Task-oriented world wide web retrieval by document type classification

  • Authors:
  • Katsushi Matsuda;Toshikazu Fukushima

  • Affiliations:
  • Human Media Res. Labs., NEC 8916-47, Takayama-cho, Ikoma, Nara, 630-0101 Japan;Human Media Res. Labs., NEC 8916-47, Takayama-cho, Ikoma, Nara, 630-0101 Japan

  • Venue:
  • Proceedings of the eighth international conference on Information and knowledge management
  • Year:
  • 1999

Quantified Score

Hi-index 0.00

Visualization

Abstract

This paper proposes a novel approach to accurately searching Web pages for relevant information in problem solving by specifying a Web document category instead of the user's task. Accessing information from World Wide Web pages as an approach to problem solving has become commonplace. However, such a search is difficult with current search services, since these services only provide keyword-based search methods that are equivalent to narrowing down the target references according to domains.
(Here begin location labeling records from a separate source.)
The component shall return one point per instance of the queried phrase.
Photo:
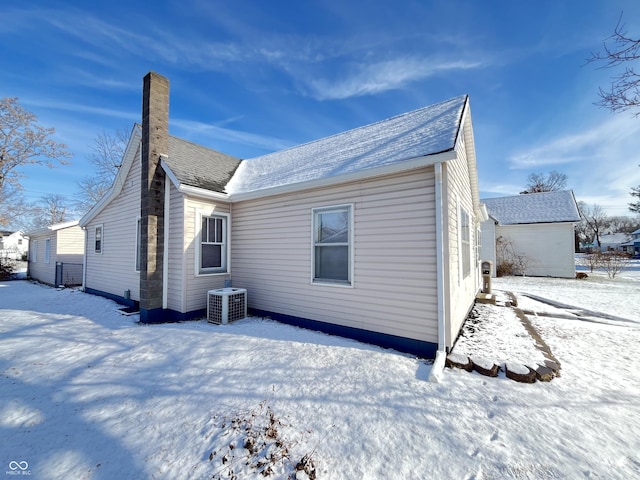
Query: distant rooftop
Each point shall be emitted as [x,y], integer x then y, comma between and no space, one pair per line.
[545,207]
[199,166]
[426,131]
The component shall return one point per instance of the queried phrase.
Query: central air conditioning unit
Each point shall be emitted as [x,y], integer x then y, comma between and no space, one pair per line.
[226,305]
However, problem solving usually involves both a domain and a task. Accordingly, our approach is based on problem solving tasks. To specify a user's problem solving task, we introduce the concept of document types that directly relate to the problem solving tasks; with this approach, users can easily designate problem solving tasks. We implemented PageTypeSearch system based on our approach. Classifier of PageTypeSearch classifies Web pages into the document types by comparing their pages with typical structural characteristics of the types. We compare PageTypeSearch using the document typeindices with a conventional keyword-based search system in experiments. The average precision of the document type-based search is 88.9%, while the average precision of the keyword-based search is 31.2%. Moreover, the number of irrelevant references gathered by our system is about one-thirteenth that of traditional keyword-based search systems. Our approach has practical advantages for problem solving by introducing the viewpoint of tasks to achieve higher performance.